As first reported on PubliCola last week, the city council was blindsided by McGinn's surprise proposal, which he announced without giving any prior notice to most council members. (The council has the ultimate authority to put any bonding measure on the ballot).
The council's letter, which every council member except Mike O'Brien (a fellow tunnel opponent and longtime ally of McGinn's) signed, calls for a "comprehensive project plan" for replacing the Alaskan Way Viaduct and the seawall, and notes that the city's department of transportation (SDOT) has already put out a call for design teams to replace the seawall, with construction to be completed by 2015. (McGinn's plan would move that date up a year).
"Have you received recent information that causes you to recommend modifications to the sewall replacement schedule presented by SDOT? If so, please provide Council with that information," the letter says.
Council transportation committee chair Tom Rasmussen, who drafted the letter last week along with freshman council member Sally Bagshaw, says he doesn't understand why the city would want to "take this question to the voters in May, at a cost of a million dollars [the cost of running a special election], and fund it with property tax dollars? The project is already underway. We need to think this through and stay on schedule."
"He has to provide answers to these questions before I would vote yes or no," Rasmussen says. "He certainly doesn’t have a 'yes' vote from me at this point."
The letter also points out that the council just requested an analysis of three potential funding sources—an increase in the parking tax, a local tax on businesses around the viaduct, and a transportation benefit district. "We are open to considering other ideas, such as a bond issue or levy, but the Council feels that it is very important that we have a comprehensive plan so that the public and elected decision makers are fully informed about what to expect over time."

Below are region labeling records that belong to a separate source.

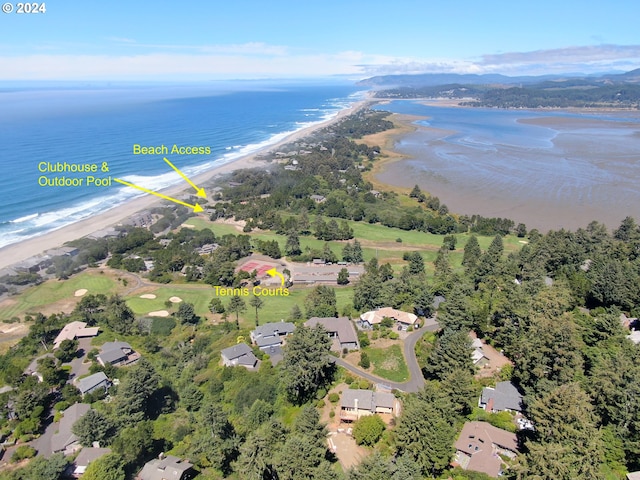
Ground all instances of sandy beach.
[0,100,370,269]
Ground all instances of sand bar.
[370,103,640,232]
[0,100,370,269]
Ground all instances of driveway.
[335,321,440,393]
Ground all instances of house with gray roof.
[251,322,296,350]
[340,389,399,421]
[76,372,111,395]
[478,382,522,413]
[220,343,258,369]
[453,422,518,478]
[51,403,91,455]
[73,447,111,478]
[136,454,197,480]
[96,341,140,367]
[304,317,360,352]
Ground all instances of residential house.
[220,343,258,369]
[478,382,522,413]
[96,341,140,367]
[309,195,327,203]
[358,307,418,329]
[469,332,490,368]
[51,403,91,455]
[53,322,99,350]
[251,321,296,350]
[72,447,111,478]
[340,389,398,421]
[304,317,360,352]
[454,422,518,477]
[76,372,111,395]
[136,454,197,480]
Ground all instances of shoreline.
[0,98,372,269]
[367,99,640,231]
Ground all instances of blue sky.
[0,0,640,81]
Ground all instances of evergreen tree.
[282,325,335,405]
[462,235,482,273]
[351,238,364,263]
[284,232,302,256]
[423,328,475,380]
[71,409,115,447]
[227,295,247,330]
[338,268,349,285]
[249,295,264,327]
[82,453,126,480]
[116,357,160,424]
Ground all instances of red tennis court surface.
[240,262,273,277]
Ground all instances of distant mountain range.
[358,69,640,109]
[356,68,640,88]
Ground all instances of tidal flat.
[376,101,640,232]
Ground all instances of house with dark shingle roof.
[51,403,91,455]
[220,343,258,369]
[340,389,398,421]
[251,322,296,350]
[73,447,111,478]
[304,317,360,352]
[136,454,197,480]
[96,341,140,367]
[453,422,518,477]
[76,372,111,395]
[478,382,522,412]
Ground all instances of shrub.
[358,352,371,370]
[11,445,36,462]
[353,415,385,446]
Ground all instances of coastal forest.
[0,110,640,480]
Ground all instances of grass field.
[186,218,522,274]
[126,285,353,328]
[0,271,118,321]
[366,345,409,382]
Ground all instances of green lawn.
[365,345,409,382]
[126,285,353,327]
[0,271,117,321]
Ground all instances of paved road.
[335,321,440,392]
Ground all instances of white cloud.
[5,43,640,80]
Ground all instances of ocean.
[0,82,365,247]
[375,100,640,231]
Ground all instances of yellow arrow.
[267,267,284,285]
[114,178,204,213]
[164,158,207,198]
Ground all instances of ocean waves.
[0,86,361,247]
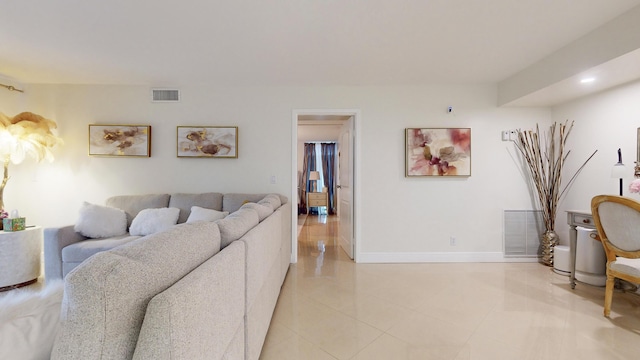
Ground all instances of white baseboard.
[357,252,538,263]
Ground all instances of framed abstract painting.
[89,124,151,157]
[405,128,471,177]
[178,126,238,158]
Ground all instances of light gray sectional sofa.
[45,193,291,360]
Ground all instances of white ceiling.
[0,0,640,105]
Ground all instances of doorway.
[291,110,360,263]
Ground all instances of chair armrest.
[44,225,86,281]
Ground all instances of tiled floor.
[261,216,640,360]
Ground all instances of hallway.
[261,215,640,360]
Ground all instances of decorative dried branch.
[514,120,598,230]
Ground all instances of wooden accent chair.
[591,195,640,317]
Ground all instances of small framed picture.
[89,124,151,157]
[405,128,471,177]
[177,126,238,158]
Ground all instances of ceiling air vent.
[151,89,180,102]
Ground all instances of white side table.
[0,226,43,291]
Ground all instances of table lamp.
[309,171,320,192]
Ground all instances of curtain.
[298,143,316,214]
[320,143,336,215]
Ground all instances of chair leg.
[604,274,615,317]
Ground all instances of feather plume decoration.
[0,112,62,211]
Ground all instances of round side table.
[0,226,43,291]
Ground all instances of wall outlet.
[502,130,509,141]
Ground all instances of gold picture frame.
[405,128,471,177]
[176,126,238,159]
[89,124,151,157]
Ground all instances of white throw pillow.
[187,206,229,223]
[74,201,127,238]
[240,203,273,222]
[129,208,180,236]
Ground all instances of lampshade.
[611,163,627,179]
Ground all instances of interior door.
[338,117,354,259]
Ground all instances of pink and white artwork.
[405,128,471,177]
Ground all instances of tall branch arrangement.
[514,121,598,231]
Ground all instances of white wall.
[0,85,552,261]
[552,82,640,243]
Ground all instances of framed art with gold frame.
[177,126,238,159]
[405,128,471,177]
[89,124,151,157]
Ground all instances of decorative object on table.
[2,217,25,231]
[2,210,25,231]
[177,126,238,158]
[514,121,598,266]
[405,128,471,177]
[309,171,320,192]
[89,124,151,157]
[633,128,640,178]
[0,209,9,230]
[0,112,62,217]
[611,149,627,196]
[629,128,640,194]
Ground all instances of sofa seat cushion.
[216,208,260,249]
[106,194,169,229]
[62,234,140,262]
[186,206,229,223]
[168,192,223,224]
[52,222,220,359]
[133,241,245,360]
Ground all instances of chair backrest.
[591,195,640,261]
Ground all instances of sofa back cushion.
[258,194,282,211]
[222,193,288,213]
[106,194,169,229]
[168,193,222,224]
[52,222,220,359]
[215,208,260,249]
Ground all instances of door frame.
[290,109,362,263]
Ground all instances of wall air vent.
[503,210,544,257]
[151,89,180,102]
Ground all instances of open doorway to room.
[292,110,359,267]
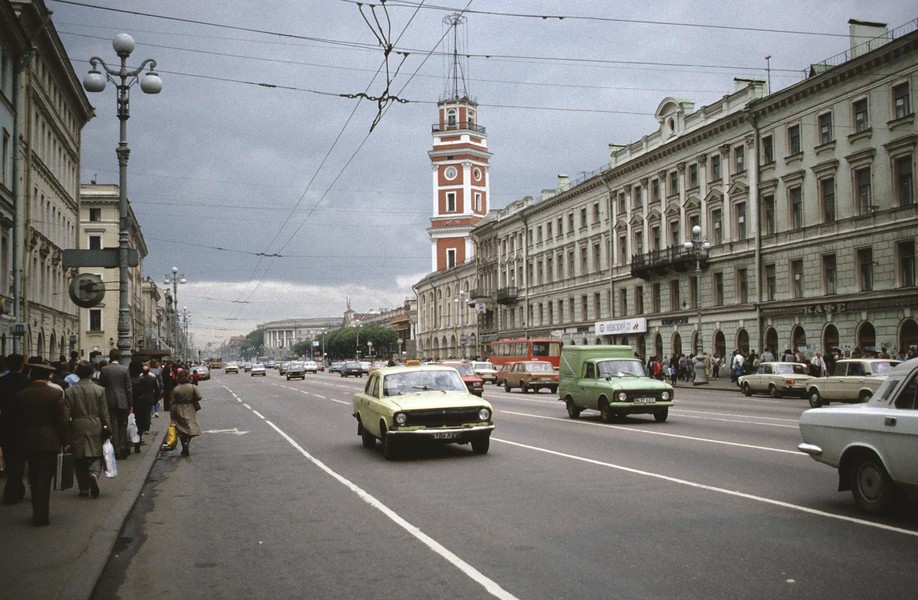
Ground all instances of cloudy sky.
[45,0,918,346]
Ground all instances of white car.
[797,359,918,513]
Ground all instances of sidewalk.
[0,422,169,600]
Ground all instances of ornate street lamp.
[83,33,163,364]
[685,225,711,354]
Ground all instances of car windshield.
[383,369,466,396]
[596,360,644,377]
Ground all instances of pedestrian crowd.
[0,349,201,526]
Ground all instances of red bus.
[489,338,562,369]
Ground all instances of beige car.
[806,358,900,408]
[739,362,813,398]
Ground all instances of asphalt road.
[95,371,918,600]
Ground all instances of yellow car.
[353,365,494,460]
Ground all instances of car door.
[879,372,918,485]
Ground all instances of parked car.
[472,360,497,383]
[558,345,674,423]
[353,366,494,460]
[797,359,918,513]
[440,361,484,398]
[340,360,363,377]
[284,361,306,381]
[806,358,900,408]
[504,360,558,394]
[738,362,813,398]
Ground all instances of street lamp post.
[83,33,163,364]
[163,267,188,357]
[685,225,711,354]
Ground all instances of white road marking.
[498,410,806,457]
[491,436,918,537]
[266,421,516,600]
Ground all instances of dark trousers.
[29,450,57,525]
[3,444,25,504]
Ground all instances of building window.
[765,265,778,301]
[711,209,724,246]
[893,81,912,119]
[762,135,775,165]
[895,155,915,207]
[896,241,915,287]
[762,194,776,235]
[819,113,835,144]
[736,202,746,240]
[822,254,838,295]
[791,259,803,298]
[857,248,873,292]
[787,125,800,156]
[733,144,746,173]
[788,187,803,229]
[819,177,835,223]
[854,167,873,215]
[711,154,721,183]
[851,98,870,133]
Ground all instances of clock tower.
[427,15,491,271]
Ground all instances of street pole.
[83,33,163,364]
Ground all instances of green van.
[558,346,674,423]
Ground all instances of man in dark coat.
[99,348,134,459]
[0,354,29,504]
[16,364,69,526]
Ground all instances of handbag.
[162,422,178,450]
[54,452,75,491]
[102,440,118,479]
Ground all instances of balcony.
[495,287,519,304]
[430,121,487,135]
[631,246,708,279]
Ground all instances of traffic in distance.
[214,339,918,513]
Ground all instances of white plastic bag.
[128,413,140,444]
[102,440,118,479]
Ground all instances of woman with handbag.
[169,369,203,456]
[64,360,111,498]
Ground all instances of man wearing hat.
[16,363,69,526]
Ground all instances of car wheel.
[808,388,822,408]
[849,452,898,514]
[379,424,398,460]
[599,397,615,423]
[564,398,580,419]
[472,436,491,454]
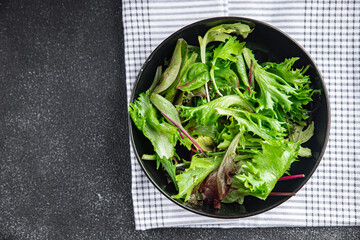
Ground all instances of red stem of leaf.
[159,109,207,157]
[278,174,305,181]
[248,59,254,94]
[269,192,296,197]
[178,130,184,139]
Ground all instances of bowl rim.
[127,16,331,219]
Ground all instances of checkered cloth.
[123,0,360,229]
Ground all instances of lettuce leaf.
[154,38,188,93]
[216,107,286,140]
[225,140,300,202]
[172,156,222,202]
[178,95,252,125]
[129,92,177,159]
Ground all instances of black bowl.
[129,17,330,218]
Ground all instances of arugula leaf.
[214,66,239,89]
[176,62,210,91]
[154,38,187,93]
[156,155,179,190]
[236,54,250,88]
[289,122,315,157]
[150,93,203,152]
[165,52,198,104]
[199,22,253,63]
[243,48,295,112]
[178,95,252,125]
[216,107,286,140]
[129,92,177,159]
[289,122,315,144]
[229,141,300,200]
[216,131,243,201]
[172,156,222,202]
[210,37,245,96]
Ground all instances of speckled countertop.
[0,0,360,240]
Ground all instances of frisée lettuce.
[129,22,320,208]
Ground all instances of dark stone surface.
[0,0,360,239]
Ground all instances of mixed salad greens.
[129,22,320,208]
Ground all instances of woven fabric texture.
[123,0,360,230]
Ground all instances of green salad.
[129,22,320,208]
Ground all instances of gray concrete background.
[0,0,360,240]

Finally, the letter points out that off-cycle elections (i.e. a special election in May) are expensive, and that there are other city programs and projects that need funding. "The City has asked its citizens for a great deal these past few years and the people of Seattle have been very generous. Voters expect and deserve predictability and a sound financial strategy before we ask again."
O'Brien, the only council member who didn't sign the letter, says he believes the seawall should be separated from the question of viaduct replacement. "There's a series of big questions that need to be answered on the tunnel before it moves forward, and I don’t think the seawall project should be held up in that debate." And he worries that the push by the rest of the council for a "comprehensive funding plan" is code for building the seawall as part of viaduct replacement; "I would not be supportive of going to voters with a billion-dollar package with a bunch of different things that some people want and some people don’t," he says.
In an email, McGinn's spokesman Aaron Pickus said, "The mayor will be speaking with councilmembers on Monday and looks forward to answering their questions and engaging on this topic then."